Senin, 30 April 2018

Inability to Multitask in MS Indicator of Depression Severity

Inability to Multitask in MS Indicator of Depression Severity


LOS ANGELES — People with multiple sclerosis (MS) who have greater difficulty multitasking are more likely to have more severe depression, according to findings that suggest interventions to treat mood could improve cognition in this patient population.

In addition, investigators linked a lower ability to multitask to smaller volumes of the rostral prefrontal cortex (PFC), an area of the brain involved in higher-order executive functioning.

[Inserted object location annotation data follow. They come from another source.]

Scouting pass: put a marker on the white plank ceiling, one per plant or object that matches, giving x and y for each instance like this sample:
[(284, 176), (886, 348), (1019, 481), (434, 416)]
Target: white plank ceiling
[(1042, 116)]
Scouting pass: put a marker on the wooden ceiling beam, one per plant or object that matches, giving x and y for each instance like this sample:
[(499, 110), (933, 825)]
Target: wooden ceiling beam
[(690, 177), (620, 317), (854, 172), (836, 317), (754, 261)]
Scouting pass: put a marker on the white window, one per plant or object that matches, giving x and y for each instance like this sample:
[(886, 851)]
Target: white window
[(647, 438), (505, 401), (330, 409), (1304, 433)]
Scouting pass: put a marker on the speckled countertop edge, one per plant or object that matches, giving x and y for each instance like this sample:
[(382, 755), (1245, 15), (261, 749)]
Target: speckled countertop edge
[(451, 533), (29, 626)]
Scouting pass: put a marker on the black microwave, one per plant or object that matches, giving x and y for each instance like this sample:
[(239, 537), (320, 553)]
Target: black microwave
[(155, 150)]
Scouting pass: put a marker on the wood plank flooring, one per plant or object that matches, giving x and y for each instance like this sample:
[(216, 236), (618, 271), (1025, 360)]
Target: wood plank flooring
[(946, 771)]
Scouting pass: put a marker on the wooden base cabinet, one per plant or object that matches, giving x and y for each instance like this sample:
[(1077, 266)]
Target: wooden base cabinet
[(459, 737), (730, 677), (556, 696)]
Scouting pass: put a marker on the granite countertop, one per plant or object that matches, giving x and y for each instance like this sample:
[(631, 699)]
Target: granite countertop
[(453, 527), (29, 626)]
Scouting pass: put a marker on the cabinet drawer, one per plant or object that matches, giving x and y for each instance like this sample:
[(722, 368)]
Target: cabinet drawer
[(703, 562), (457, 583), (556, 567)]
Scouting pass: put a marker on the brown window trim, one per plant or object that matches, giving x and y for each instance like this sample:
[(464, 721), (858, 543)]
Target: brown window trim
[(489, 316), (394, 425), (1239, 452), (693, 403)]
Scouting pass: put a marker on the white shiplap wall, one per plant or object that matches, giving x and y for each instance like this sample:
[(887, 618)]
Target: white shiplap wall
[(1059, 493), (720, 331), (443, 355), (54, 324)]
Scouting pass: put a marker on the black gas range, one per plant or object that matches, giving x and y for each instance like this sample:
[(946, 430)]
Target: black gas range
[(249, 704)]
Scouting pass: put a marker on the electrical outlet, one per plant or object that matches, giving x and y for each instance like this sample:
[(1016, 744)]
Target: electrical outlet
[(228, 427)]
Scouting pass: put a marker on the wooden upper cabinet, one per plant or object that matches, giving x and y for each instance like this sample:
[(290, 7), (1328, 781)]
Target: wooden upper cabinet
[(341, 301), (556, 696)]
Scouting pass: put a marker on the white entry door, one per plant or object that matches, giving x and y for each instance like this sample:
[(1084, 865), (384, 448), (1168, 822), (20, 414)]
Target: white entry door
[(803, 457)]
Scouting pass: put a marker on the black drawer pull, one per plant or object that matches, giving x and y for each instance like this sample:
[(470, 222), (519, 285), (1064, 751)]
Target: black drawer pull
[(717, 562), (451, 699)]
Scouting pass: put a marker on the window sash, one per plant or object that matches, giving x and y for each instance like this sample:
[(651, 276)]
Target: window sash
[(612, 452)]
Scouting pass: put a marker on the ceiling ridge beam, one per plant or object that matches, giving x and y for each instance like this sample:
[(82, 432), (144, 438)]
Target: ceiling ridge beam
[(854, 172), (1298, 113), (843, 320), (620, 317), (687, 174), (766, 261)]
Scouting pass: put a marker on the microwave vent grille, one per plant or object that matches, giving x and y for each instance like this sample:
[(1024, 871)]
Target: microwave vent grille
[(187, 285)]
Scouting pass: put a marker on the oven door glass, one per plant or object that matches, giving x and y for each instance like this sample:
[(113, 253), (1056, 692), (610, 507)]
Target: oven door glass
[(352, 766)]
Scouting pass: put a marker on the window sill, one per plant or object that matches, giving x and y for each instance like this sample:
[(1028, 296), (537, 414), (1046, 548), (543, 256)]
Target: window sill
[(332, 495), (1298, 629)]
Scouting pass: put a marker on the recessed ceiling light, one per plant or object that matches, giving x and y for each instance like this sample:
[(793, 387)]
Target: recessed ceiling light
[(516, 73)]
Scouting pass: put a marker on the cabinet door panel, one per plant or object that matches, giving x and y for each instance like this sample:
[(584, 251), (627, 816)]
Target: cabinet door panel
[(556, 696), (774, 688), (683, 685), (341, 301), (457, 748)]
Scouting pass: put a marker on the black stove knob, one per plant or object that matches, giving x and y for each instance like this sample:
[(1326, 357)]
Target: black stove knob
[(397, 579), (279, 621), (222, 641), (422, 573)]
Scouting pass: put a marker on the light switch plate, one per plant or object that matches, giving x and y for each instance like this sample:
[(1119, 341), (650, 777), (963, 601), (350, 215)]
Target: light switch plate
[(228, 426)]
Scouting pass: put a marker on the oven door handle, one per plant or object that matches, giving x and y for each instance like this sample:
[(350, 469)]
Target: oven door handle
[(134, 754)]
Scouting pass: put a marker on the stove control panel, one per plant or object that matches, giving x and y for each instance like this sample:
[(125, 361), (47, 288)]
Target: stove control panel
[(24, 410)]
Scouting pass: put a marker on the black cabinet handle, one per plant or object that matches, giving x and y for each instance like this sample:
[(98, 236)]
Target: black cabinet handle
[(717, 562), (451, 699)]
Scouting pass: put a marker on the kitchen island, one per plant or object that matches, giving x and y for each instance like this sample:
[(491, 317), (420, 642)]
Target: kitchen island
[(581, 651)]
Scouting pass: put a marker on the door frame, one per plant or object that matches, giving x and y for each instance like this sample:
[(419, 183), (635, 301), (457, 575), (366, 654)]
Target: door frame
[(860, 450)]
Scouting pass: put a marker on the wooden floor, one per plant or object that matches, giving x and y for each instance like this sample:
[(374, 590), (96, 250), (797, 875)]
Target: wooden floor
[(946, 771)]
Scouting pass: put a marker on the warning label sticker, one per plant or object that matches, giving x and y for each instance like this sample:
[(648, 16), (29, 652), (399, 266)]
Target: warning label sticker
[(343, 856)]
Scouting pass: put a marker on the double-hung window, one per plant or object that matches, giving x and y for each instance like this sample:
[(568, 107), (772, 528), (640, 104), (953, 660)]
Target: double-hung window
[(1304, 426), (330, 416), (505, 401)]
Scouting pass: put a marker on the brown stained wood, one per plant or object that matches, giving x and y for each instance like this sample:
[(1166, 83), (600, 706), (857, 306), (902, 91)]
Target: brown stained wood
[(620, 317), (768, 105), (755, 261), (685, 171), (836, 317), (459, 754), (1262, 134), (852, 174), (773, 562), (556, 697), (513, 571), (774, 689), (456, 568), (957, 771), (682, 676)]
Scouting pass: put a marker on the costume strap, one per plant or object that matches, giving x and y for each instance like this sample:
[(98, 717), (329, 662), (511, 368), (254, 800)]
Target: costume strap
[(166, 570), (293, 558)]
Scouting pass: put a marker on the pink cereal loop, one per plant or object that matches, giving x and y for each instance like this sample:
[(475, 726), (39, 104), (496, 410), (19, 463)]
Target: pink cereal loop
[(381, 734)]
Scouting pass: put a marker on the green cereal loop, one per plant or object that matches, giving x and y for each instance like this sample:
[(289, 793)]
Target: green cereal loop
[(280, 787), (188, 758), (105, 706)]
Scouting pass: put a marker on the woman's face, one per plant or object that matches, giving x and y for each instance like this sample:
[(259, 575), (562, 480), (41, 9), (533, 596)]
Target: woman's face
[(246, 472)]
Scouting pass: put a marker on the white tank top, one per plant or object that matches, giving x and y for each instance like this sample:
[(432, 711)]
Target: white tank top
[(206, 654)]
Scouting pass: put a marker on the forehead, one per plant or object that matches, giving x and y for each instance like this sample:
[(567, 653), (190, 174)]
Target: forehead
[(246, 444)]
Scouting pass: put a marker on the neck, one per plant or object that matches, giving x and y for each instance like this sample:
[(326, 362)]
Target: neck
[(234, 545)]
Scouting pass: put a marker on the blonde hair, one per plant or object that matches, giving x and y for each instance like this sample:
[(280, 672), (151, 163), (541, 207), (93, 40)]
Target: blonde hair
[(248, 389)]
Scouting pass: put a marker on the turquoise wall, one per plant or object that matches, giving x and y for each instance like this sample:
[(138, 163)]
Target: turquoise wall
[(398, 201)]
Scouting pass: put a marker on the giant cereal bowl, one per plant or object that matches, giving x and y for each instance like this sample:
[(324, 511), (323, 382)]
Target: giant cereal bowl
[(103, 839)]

Both studies were presented here at the American Academy of Neurology (AAN) 2018 Annual Meeting.

Novel Assessment Tool

“MS patients with depression frequently report cognitive dysfunction. However, when we send them for neuropsychiatric evaluation, the results are often average or normal,” said Daniel Kurz, MD, a fellow at the Corinne Goldsmith Dickinson Center for Multiple Sclerosis at the Icahn School of Medicine at Mount Sinai in New York City. “We thought perhaps current testing procedures do not accurately reflect the dysfunction and disability our patients are reporting.”

As an alternative, Kurz and his team evaluated whether a new tool developed by colleague James Sumowski, MD, would offer better discrimination. They assessed 150 participants in the RESERVE Study of Early Multiple Sclerosis using Sumowski’s Decision Speed Task.

Patients look at rows of four objects, represented by emojis, and choose the one that is the largest in real life. Investigators recorded the number of correct responses in 100 seconds for each participant.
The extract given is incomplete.